We had a dental appointment on the 9th of October. Usual routine, I got my check-up and scale and polish while MOTS kept the wee fella happy on the sofa, all the time watching what was going on. Then a check of the little teeth while sat on Daddy's knee. "D to D" on first glance, "top and bottom". "Oh, left E as well" closely followed by "oh, the whole lot". Just one last one through, but not fully as there was still some gum there, but all through. Our dentist was saying that was nice and early, and may mean he'll start to get his adult teeth in sooner rather than later. Only a may, he also may not.

So there we were in early October feeling quite proud, and thankful that the pain and suffering [come on, we had it so bloody easy it was unreal] was at an end.

Then the trouble started.

We had a bad report from nursery. That full set of teeth was being used, and not in a good way. We were having a bit of a biting issue.

Monday: One
Tuesday: Three
Wednesday: Two

Monday: One - and MOTS went in for a long chat about what we could do to work together. Meeting initiated by us, and it seems like we have been looked on quite favourably for initiating it, especially as we weren't seeing anything at home until this same night - and it backed up what was being said - frustration. As he's struggling at times to communicate he gets frustrated and starts to bite his arm. But, and this is going off at a very big tangent, his manners have come along in an instant - please & thank you for just about everything, so what I found was that we knew he wanted something, couldn't quite explain what it was he was after, but we could snap him out of his impending meltdown by asking his to say please, which he did quite happily. In fact more than happily. So we avoided many a bite at home with that.

Tuesday: None. Stars all round
Wednesday: None. And stars all round

Daddy did get told off one evening for asking if he'd been a good boy or a bad boy. I shall not be using negative words like that again. And there we have it, nothing since. Fantastic!

One line I did read somewhere, and as I have forgotten where I can't give the credit that is really due to the truly rational person who originally penned the phrase,

Anyone with small children knows that biting is more contagious than the common cold.
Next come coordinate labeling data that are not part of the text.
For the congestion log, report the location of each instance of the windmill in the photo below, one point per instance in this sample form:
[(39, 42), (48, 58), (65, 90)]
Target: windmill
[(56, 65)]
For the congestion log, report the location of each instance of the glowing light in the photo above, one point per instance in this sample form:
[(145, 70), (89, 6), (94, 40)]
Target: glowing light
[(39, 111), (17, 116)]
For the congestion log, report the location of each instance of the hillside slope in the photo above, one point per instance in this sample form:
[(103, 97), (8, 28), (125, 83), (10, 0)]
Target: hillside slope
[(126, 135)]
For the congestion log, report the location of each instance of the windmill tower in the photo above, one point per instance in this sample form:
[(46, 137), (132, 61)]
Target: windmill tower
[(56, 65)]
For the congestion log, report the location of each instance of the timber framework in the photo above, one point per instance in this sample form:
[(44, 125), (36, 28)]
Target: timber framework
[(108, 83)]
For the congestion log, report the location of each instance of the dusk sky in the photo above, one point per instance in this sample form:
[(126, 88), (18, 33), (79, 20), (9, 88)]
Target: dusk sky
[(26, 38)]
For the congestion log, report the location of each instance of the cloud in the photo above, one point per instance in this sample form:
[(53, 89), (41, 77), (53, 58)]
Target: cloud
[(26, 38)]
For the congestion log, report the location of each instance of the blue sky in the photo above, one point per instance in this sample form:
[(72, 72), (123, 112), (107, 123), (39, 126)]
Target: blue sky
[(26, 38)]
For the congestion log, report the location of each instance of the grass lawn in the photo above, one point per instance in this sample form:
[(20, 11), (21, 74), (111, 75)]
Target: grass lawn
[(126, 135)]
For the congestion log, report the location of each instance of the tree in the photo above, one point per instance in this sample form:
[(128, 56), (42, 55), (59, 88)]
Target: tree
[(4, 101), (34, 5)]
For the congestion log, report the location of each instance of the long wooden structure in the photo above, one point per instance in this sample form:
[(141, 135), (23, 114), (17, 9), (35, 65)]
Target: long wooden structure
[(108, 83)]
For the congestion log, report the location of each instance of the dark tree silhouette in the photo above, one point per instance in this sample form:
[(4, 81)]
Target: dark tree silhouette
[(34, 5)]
Berkmann? Ahh, I can't remember. All I know is that working with nursery on a plan (use of stickers for rewarding good behaviour served his appetite for stickers) helped a lot, for which think everyone involved is grateful.

I can't understand how it suddenly kicked off though, he was getting bitten in the younger room, but never bit back. Then months later he's the biter. I just hope I'm satisfied with the frustration aspect and we're closing that particular chapter.